Keywords: Gemcitabine; breast cancer; core/shell; drug loading; magnetic drug delivery; magnetite; pH-responsive drug release; poly(ε-caprolactone); polymer-coated nanoparticle.

Figure 1

(a) Chemical co-precipitation to prepare Fe₃O₄ nanoparticle (NPs) [32], and, (b) formulation of the core/shell NPs by interfacial polymer disposition [25,27]. Inset: structure of the Gemcitabine (Gem)-loaded Fe₃O₄/poly(ε-caprolactone) (PCL) (core/shell) NPs.

Figure 2

(a) Zeta potential (ζ, mV) of the nanocomposites of Fe₃O₄:PCL weight proportions ranging from 4:1 to 1:4, Fe₃O₄ NPs, and PCL NPs, in water (pH ≈ 6), and (b) zeta potential (ζ, mV) of Fe₃O₄ NPs (○), PCL NPs (□), and Fe₃O₄/PCL NPs (▲, of 2:4 Fe₃O₄:PCL weight ratio) as a function of the molar concentration of KNO₃ at pH ≈ 6. Lines are a guide to the eye and have no other significance.

Figure 3

(a) High resolution transmission electron microscopy (HRTEM) and (b) high-angle annular dark field scanning transmission electron microscopy (HAADF-STEM) images of the magnetic nanocomposites (of 2:4 Fe₃O₄:PCL weight ratio); (c) energy dispersive X-ray (EDX) Fe element mapping analysis of the sample in (b), and (d) EDX spectra of these particles.

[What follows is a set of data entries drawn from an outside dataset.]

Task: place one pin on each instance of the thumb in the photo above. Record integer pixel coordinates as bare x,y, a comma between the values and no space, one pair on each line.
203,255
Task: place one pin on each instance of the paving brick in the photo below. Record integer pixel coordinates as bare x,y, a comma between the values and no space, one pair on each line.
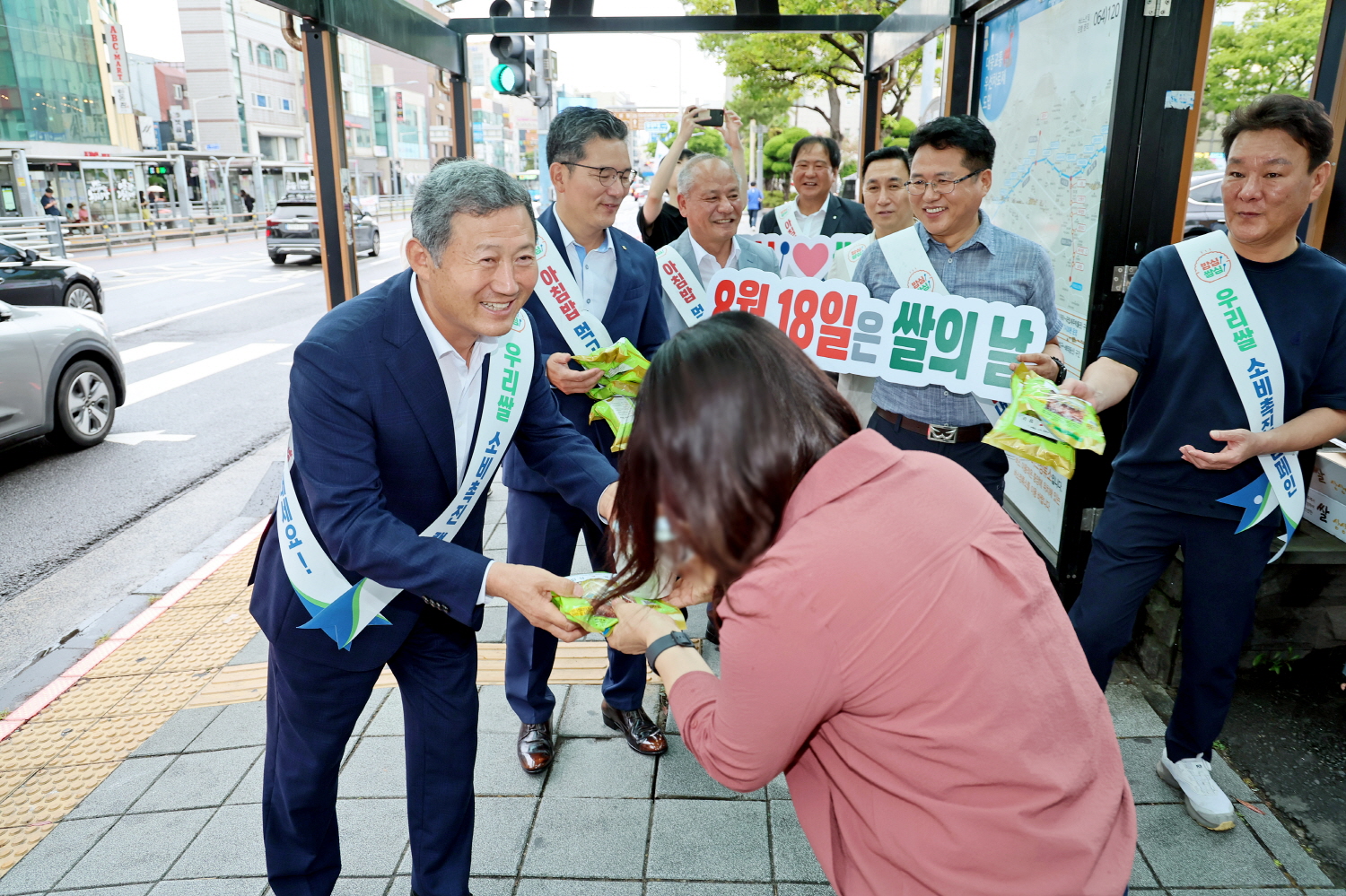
373,836
179,731
681,850
196,780
121,787
1131,715
229,845
139,849
498,772
1286,848
791,848
237,726
589,839
607,767
210,887
560,887
680,775
376,769
500,831
1184,853
54,856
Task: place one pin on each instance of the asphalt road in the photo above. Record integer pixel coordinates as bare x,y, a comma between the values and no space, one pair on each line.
206,335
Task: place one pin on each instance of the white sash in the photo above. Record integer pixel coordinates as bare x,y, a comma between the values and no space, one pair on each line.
344,610
1249,352
683,288
564,300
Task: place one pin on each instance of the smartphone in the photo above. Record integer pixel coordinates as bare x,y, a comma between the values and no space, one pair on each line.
711,117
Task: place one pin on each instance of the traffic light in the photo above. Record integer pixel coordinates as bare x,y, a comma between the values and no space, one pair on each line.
511,53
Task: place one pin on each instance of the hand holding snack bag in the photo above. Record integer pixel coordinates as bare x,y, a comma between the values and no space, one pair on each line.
1046,425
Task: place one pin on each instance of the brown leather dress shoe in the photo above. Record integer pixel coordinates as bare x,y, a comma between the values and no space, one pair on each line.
535,747
642,735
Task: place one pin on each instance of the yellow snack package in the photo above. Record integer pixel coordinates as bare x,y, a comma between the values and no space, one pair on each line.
592,587
1046,425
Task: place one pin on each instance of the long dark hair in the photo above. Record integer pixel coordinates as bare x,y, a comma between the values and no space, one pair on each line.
731,417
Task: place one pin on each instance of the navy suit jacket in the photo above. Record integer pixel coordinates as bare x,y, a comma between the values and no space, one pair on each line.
376,465
634,309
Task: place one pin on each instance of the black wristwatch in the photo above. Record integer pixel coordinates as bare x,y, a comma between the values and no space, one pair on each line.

Bar lengths: 50 nm.

Figure 4

Infrared spectra of Fe₃O₄ NPs (black line), PCL NPs (light grey line), and nanocomposites (dark grey line, of 2:4 Fe₃O₄:PCL weight ratio).

Figure 5

(a) Contact angle (θ, degrees) of water, formamide, and diiodomethane on Fe₃O₄, PCL, and Fe₃O₄/PCL (of 2:4 Fe₃O₄:PCL weight ratio) particle layers, and (b) ΔG_SLS (solid–liquid interfacial energy of interaction) values (mJ/m²) and hydrophobic/hydrophilic character of the NPs.

Figure 6

In vitro release of Gem (%) from the magnetic nanocomposites (of 2:4 Fe₃O₄:PCL weight ratio), as a function of the incubation time at 37.0 ± 0.5 °C, in citrate-phosphate buffers of 7.4 ± 0.1 (∆) and of pH 5.0 ± 0.1 (▲). Inset: Gem released (%) up to t = 10 h.

Figure 7

In vitro cytotoxicity of the Fe₃O₄/PCL NPs (of 2:4 Fe₃O₄:PCL weight ratio) in: (a) CCD-18 human colon fibroblast cells, and (b) MCF-7 human breast cancer cells. Cell lines were kept in contact with the particles for 48 h (black column) and 72 h (light grey column).

Figure 8

In vitro cytotoxicity of free Gem (black column) and Gem-loaded magnetic nanocomposites (of 2:4 Fe₃O₄:PCL weight ratio) (light grey column) in MCF-7 human breast cancer cells, after 72 h of exposure to a wide range of NP concentrations (up to 25 μM equivalent Gem concentration). Statistical analysis was done using Student’s t-test considering 95% confidence interval. The statistical test was significant, ** p < 0.05, compared with the free Gem-treated group.

Figure 9

(a) Hysteresis cycle of the Fe₃O₄/PCL NPs (of 2:4 Fe₃O₄:PCL weight ratio, ▲); (b) visual observation of an aqueous dispersion (0.5%, w/v) of these particles on a 400 mT permanent magnet (located close to the right lateral flat surface of the glass vial), and (c) optical microphotographs of the aqueous colloids under the influence of this magnetic field (in the direction of the arrow).